The group consisted of brothers Jerry and Bob Scholl, Eddie Quinn, Neil Arena and Larry Esposito. The quintet was formed in 1956 at a high school in Mount Vernon, New York, United States, under the guidance of manager Dick Levister. Originally named the Mellotones, the group was signed to the Herald label.

"Tonite, Tonite" was written by Billy Myles, a staff composer for the label. The group was forced to change its name after the single's release, as another group had already claimed Mellotones. The record lasted more than ten weeks on the US pop chart.

In 1957 the group recorded several more singles, including "The Chapel on the Hill" and "Baby Tell Me Why Why Why", which did not chart, and "Valerie", which became a New York regional hit.

They appeared in the film Sweet Beat (1959).

Later, the quartet became a quintet with Anthony Pinto joining the group. The group appeared in revival shows in the late 1960s and early 1970s. On August 27, 1975, lead singer Bob Scholl was killed in a boating accident. The group began performing entirely at private corporate events throughout the years led by Jerry Scholl.
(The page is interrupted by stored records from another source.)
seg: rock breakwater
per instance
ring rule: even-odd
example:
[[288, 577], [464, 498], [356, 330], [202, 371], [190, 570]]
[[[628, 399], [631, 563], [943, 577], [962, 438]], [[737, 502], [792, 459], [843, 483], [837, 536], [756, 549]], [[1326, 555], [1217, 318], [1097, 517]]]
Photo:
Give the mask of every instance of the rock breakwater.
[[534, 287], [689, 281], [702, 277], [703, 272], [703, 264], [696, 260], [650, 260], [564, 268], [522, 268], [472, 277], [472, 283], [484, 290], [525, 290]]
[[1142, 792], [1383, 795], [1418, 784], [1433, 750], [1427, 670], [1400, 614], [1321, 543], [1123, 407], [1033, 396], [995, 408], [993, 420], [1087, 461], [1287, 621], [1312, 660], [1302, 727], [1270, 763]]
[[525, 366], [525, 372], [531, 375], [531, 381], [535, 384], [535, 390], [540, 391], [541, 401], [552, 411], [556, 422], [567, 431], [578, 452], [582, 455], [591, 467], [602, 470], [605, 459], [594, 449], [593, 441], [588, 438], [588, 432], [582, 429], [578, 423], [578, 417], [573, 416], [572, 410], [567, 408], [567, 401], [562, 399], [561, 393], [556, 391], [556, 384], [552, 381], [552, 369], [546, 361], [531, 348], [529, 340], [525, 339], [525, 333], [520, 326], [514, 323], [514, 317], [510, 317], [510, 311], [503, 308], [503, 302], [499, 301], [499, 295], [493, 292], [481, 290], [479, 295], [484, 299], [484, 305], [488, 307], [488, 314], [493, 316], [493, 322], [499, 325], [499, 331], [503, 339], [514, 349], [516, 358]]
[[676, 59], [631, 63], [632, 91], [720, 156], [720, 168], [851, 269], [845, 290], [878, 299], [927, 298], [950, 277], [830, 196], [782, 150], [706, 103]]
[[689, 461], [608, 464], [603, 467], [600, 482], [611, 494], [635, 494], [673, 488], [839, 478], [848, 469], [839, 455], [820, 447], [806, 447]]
Richard Levister was locally popular in his own right as a musician who played the Hammond B-3 organ, and headed up a jazz-R&B trio that featured his brother, Millard Levister, on drums and either Jimmy Hill on alto or Mat Lewis on tenor saxophone. They played music clubs around Westchester County such as the Empire Room and The Blue Rose in New Rochelle. When Levister retired from the jazz/R&B scene, he continued working as a church organist in Mt. Vernon, New York, until his death at the age of 87 on December 7, 2014.

Jerry Scholl, a founding member, kept the Mello-Kings legacy moving forward with his partner and former Mello-King, Mick Mansueto. Eddie Quinn, the original second tenor, died on October 8, 2006. Scholl died on April 30, 2019. Prior to his death he asked his partner, Mansueto, to carry on the legacy of The Mello-Kings. Today they perform at casinos, performing art centers, theaters and festivals. In honor of Scholl, they book as Jerry Scholl presents The Mello-Kings.

On 4 December 2022, original member Neil Arena, with Ben Stephens, published Tonite, Tonite: The Story of the Original Mello-Kings.